NAXOS 8.573334 [60:19]
This is the latest disc in Naxos’ ‘Wind Band Classics’ series, of which I have a few. I must say that this is the first in the series that I failed to like from first hearing.
The problem lies in the very first track on the CD, which also happens to provide the overall title, Point Blank by Paul Dooley. I just don’t like it. I don’t know why I fail to appreciate the work. It is highly virtuosic and the players perform it with great aplomb. It just reminds me of a soundtrack to one of those cheap second-rate American TV cop shows of the 1970s. There's just too much aggression with not enough development of the melodic sections. There is also a repetitive beat, like a countdown clock, which I find annoying. The good news is however, that the disc improves from then on in.
Steve Danyew’s Lauda, which is Latin for ‘praise’, is a two-movement work that the composer describes as being “understood loosely as a prelude and fugue”. The first movement Montis Dei comes as a relief after the Dooley. It starts quite meditatively before building to a strong climax. The second movement Hymnus Anima Mea also builds upon the primary theme although in a more fugal manner than the first movement. It continues until interrupted by the main tune from the hymn Praise My Soul, the King of Heaven. This leads the music to a different and wonderful conclusion. I really enjoyed this work.
Innsmouth, Massachusetts – 1927 by Roy David Magnuson was inspired by the horror fiction writing of H. P. Lovecraft. It is the first part of a planned three-part work ‘Three Places in (Lovecraftian) New England’. It is a dark and foreboding piece with the music meant to depict the “monsters” dreamt up by the author. Magnuson depicts the tension of the situation well, although the music would benefit from being heard in the completed three movement work.

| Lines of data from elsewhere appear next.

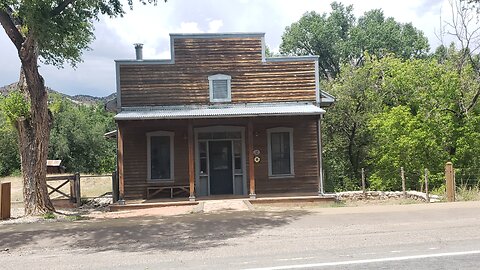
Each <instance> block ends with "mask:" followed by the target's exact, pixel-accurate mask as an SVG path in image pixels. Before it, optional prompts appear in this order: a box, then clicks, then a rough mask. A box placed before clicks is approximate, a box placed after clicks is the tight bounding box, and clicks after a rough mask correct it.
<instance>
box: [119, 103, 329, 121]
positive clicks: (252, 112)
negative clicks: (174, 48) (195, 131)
mask: <svg viewBox="0 0 480 270" xmlns="http://www.w3.org/2000/svg"><path fill="white" fill-rule="evenodd" d="M323 113H325V110H323V109H321V108H320V107H318V106H316V105H314V104H311V103H298V102H295V103H248V104H245V103H242V104H214V105H183V106H156V107H124V108H122V110H121V112H120V113H118V114H117V115H116V116H115V120H149V119H192V118H229V117H255V116H282V115H284V116H288V115H292V116H294V115H320V114H323Z"/></svg>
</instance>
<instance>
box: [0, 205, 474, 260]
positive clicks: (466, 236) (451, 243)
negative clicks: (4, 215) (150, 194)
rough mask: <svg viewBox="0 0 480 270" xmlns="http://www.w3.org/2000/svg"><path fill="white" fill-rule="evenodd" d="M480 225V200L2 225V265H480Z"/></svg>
mask: <svg viewBox="0 0 480 270" xmlns="http://www.w3.org/2000/svg"><path fill="white" fill-rule="evenodd" d="M479 228H480V203H478V202H470V203H450V204H430V205H426V204H419V205H394V206H366V207H349V208H313V209H312V208H309V210H308V211H307V210H302V209H298V210H285V209H283V210H279V211H232V212H212V213H195V214H187V215H180V216H167V217H165V216H157V215H151V216H142V217H130V218H117V219H100V220H88V221H78V222H57V223H35V224H16V225H0V250H6V249H7V251H3V252H0V261H1V264H2V269H31V268H32V266H34V268H39V269H80V268H82V269H84V268H89V269H127V268H128V269H170V268H171V269H178V268H181V269H183V268H187V269H193V268H195V269H250V268H265V269H290V268H292V267H294V268H308V267H311V268H325V269H327V268H328V269H330V268H334V269H372V268H384V269H391V268H395V269H402V268H403V269H407V268H414V269H415V268H429V269H447V268H451V267H453V268H457V269H478V265H480V254H479V253H480V251H479V250H480V244H479V243H480V241H479V240H480V229H479ZM272 267H274V268H272ZM275 267H277V268H275ZM278 267H280V268H278Z"/></svg>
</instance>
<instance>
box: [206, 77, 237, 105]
mask: <svg viewBox="0 0 480 270" xmlns="http://www.w3.org/2000/svg"><path fill="white" fill-rule="evenodd" d="M215 80H226V81H227V97H226V98H214V97H213V81H215ZM231 84H232V76H230V75H226V74H215V75H211V76H208V85H209V93H210V102H231V101H232V86H231Z"/></svg>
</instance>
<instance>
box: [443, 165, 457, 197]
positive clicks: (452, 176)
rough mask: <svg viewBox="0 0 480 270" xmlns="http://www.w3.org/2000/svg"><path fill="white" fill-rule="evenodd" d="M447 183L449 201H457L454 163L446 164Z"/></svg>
mask: <svg viewBox="0 0 480 270" xmlns="http://www.w3.org/2000/svg"><path fill="white" fill-rule="evenodd" d="M445 181H446V187H447V201H449V202H454V201H455V171H454V169H453V164H452V162H450V161H449V162H447V164H445Z"/></svg>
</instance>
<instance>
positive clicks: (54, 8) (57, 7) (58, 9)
mask: <svg viewBox="0 0 480 270" xmlns="http://www.w3.org/2000/svg"><path fill="white" fill-rule="evenodd" d="M73 2H75V0H64V1H63V2H61V3H60V4H58V6H57V7H56V8H54V9H53V10H52V12H50V15H51V16H52V17H54V16H57V15H60V13H62V11H64V10H65V9H66V8H67V7H68V5H70V4H72V3H73Z"/></svg>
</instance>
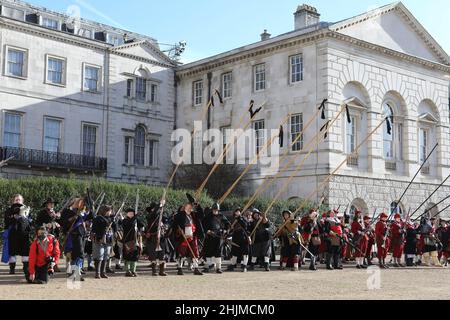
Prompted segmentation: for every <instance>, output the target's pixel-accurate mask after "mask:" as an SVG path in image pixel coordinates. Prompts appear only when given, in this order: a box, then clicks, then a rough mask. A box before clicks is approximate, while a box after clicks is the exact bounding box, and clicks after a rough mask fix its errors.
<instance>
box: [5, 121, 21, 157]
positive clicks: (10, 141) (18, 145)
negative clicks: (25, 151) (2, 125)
mask: <svg viewBox="0 0 450 320" xmlns="http://www.w3.org/2000/svg"><path fill="white" fill-rule="evenodd" d="M21 128H22V116H21V115H18V114H14V113H5V125H4V131H3V145H4V146H5V147H11V148H20V145H21V143H20V142H21V141H20V140H21V135H22V131H21V130H22V129H21Z"/></svg>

The final two works on the disc are arrangements for wind band from earlier orchestral works, but that does not make them any less effective. The first began life as the sixth movement of the autobiographical Clarinet Concerto by Scott McAllister, the composition of which acted as a form of therapy as he recovered from a major accident that ended his career as a clarinettist. The Concerto dealt with the accident and emotions the composer felt as he came to terms with this life changing event, with this movement dealing with the feelings of loss that he had. The piece is pensive, almost meditative and in many respects quite relaxing. Whilst there is no part for a solo instrument, McAllister does employ the harp to great effect, especially in the opening bars. I really enjoyed this short work, which is not really sad, as it has a sense of forward momentum in the steady beat that is present throughout the work.

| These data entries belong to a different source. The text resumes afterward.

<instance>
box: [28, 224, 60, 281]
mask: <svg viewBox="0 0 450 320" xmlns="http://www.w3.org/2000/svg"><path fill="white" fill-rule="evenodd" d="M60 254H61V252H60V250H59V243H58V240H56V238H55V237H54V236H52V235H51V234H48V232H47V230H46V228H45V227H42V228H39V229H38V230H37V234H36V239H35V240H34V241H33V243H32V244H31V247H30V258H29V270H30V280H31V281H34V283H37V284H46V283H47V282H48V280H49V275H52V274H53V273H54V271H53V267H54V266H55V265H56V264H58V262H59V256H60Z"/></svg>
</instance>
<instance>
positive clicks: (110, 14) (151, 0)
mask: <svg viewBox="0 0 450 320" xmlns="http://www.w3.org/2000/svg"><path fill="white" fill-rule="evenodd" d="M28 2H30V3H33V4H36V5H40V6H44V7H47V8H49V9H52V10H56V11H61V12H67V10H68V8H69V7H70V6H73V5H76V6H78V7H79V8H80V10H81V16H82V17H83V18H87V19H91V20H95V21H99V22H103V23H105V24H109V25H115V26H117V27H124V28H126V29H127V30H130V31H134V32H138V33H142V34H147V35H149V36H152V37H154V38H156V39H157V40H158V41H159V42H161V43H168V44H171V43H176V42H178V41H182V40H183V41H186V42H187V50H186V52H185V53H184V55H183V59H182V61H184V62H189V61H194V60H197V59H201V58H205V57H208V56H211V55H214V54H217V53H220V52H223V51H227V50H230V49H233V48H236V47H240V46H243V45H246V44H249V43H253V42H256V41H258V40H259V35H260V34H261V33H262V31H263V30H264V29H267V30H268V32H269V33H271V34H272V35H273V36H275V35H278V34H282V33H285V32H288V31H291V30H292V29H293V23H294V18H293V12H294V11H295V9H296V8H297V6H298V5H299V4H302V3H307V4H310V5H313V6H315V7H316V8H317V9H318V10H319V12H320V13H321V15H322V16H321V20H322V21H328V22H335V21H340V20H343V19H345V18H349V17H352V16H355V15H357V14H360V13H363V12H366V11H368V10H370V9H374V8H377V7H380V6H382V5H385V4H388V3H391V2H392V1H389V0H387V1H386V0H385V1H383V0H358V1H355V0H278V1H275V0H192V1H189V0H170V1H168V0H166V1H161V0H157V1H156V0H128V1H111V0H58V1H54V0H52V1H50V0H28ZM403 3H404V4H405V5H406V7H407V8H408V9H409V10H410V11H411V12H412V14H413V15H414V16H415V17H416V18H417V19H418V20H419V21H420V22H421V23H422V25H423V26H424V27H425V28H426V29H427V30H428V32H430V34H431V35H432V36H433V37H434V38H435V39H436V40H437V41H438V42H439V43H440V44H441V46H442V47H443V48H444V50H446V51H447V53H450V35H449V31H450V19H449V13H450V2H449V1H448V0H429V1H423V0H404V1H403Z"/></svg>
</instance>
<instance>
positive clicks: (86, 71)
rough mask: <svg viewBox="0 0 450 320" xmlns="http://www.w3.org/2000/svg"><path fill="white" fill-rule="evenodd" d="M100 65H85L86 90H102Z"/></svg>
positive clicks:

The final work is for me the real star here, Jennifer Higdon is probably the best known composer represented on this disc, and her Percussion Concerto only cements her reputation as one of Americas leading composers. The original orchestral concept was composed for and dedicated to, the Scottish percussionist, Colin Currie, with this arrangement coming four years later. The work is in a single movement although there are distinct passages, some fast some quite slow. It asks a lot of the soloist who not only has to follow “the normal relationship of a dialogue between soloist and orchestra” but also has “an additional relationship with the soloist interacting extensively with the percussion section.” (Jennifer Higdon’s programme notes for the original published work). This is a wonderful work, full of melodic and rhythmic intensity and a little bit of humour too. The soloist, Ben Stiers, proves a wonderful interpreter and performer who seems fully to understand the composer’s wishes.
Throughout this recording the Illinois State University Wind Symphony under the direction of Daniel A. Belongia, are excellent. You listen and understand just why the American university system produces so many fine instrumentalists. The accompanying booklet includes a short introduction to each of the works as well as short biographies of the composers. The recorded sound is excellent. The helpful acoustic capturing every nuance.